Lately I encounter more and more conflict in L&I claims. What I mean by conflict, in the context of this article, is disagreement over work injuries that results in litigation. I attribute the increase in L&I claim conflicts to the Retrospective Ratings program.

 

What is Retrospective Rating program?

According to The Department of Labor and Industries (L&I) the Retrospective Rating program is a safety incentive for employers to reduce the amount of workplace injuries.  Additionally, employers can earn a partial refund of their workers’ compensation premiums. Refunds are available whenever claim costs are lower than expected. L&I calculates employer premiums either 10 months after the coverage period ends, or retrospectively for that 12-month period.

 

L&I created this program to promote workplace safety and lower work injury and accidents. However, it is entirely inconsistent with what workers’ compensation is all about. Workers’ compensation, by definition and by law, is there to provide relief for people with a work injury, without questions of fault or negligence. Instead, the Retrospective Rating program only weakens the most basic principles of workers’ compensation. Furthermore, it created a new set of conflicts in workers’ compensation claims.

 

Retrospective employers and retrospective groups

Under Retrospective Ratings, employers and employer groups hire legal representatives to prevent work injury claims just to keep work injury claim costs low.
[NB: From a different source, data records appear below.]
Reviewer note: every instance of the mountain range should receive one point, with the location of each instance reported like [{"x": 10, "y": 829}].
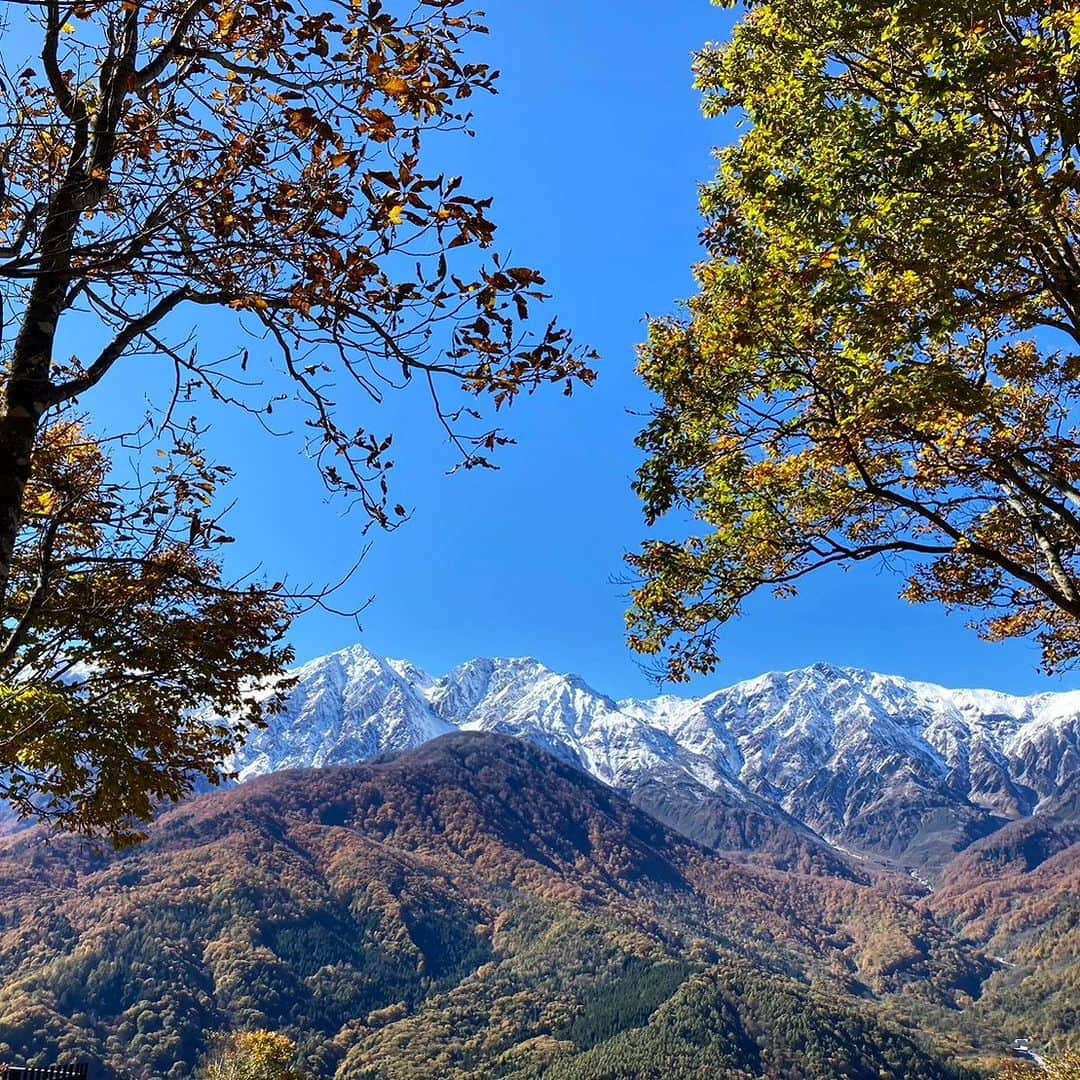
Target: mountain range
[
  {"x": 827, "y": 765},
  {"x": 502, "y": 874}
]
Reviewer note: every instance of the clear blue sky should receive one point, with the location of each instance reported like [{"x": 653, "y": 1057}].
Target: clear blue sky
[{"x": 593, "y": 151}]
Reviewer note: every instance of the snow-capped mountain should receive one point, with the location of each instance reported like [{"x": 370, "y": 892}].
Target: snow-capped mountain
[{"x": 872, "y": 763}]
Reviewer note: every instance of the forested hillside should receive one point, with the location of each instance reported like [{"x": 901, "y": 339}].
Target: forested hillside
[{"x": 473, "y": 908}]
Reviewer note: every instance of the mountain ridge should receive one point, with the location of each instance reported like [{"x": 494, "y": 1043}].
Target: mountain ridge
[{"x": 904, "y": 770}]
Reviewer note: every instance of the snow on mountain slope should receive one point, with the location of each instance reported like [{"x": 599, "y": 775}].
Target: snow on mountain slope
[
  {"x": 347, "y": 707},
  {"x": 873, "y": 761}
]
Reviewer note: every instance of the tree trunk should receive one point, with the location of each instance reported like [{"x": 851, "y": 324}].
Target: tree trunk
[{"x": 25, "y": 399}]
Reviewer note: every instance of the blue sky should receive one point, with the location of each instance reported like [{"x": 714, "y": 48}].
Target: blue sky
[{"x": 593, "y": 150}]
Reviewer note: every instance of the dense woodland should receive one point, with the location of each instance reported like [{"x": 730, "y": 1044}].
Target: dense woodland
[{"x": 476, "y": 908}]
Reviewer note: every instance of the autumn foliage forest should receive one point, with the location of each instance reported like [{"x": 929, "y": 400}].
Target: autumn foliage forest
[{"x": 879, "y": 366}]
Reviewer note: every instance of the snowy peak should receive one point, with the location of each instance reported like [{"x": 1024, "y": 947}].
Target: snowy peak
[
  {"x": 872, "y": 761},
  {"x": 346, "y": 707}
]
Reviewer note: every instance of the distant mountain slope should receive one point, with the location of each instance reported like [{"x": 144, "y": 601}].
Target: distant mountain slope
[
  {"x": 473, "y": 908},
  {"x": 874, "y": 764}
]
I recently see an increase in client calls from people with work injury dealing with employers that are forcing them into litigation. In turn, work injury claimants must hire a workers’ compensation attorney and legal representation and mount expensive legal battles just to get their workers’ compensation claim allowed. There is nothing here that increases work safety or reduces work injury occurrences.

 

Employers taking advantage of retrospective groups

One retrospective group advertises that they secured over $600 million in premium refunds for its 1000 employers. Another group has a picture of a work injury claimant on the beach as their cover photo. Others advertise that they assist employers in reducing the number of L&I claim incidents and costs. While some groups appropriately focus on helping employers achieve safe work environments, others could not care less about this objective.

 

While employers are enjoying things like ~$600 million in premium refunds, victims of a work injury are suffering. These days, L&I will reject a claim because the retrospective ratings employer or group convinces them to do so. It can cost work injury claimants $2500-$5000 just for expert medical testimony to prove the decision is wrong. Most people that suffer an injury on the job cannot afford this, and the Department rejects their L&I claim. They are often left on their own to try and obtain treatment and recover from their occupational disease or industrial injury.

 

Summary

The Retrospective Rating program missed its mark. Rather than incentivizing employers to have safer workplaces, it encourages them to engage in sanctions and L&I claim suppression.  From my perspective, with programs like the Retrospective Raring program, L&I is failing in its duty to provide sure and certain relief to work injury victims.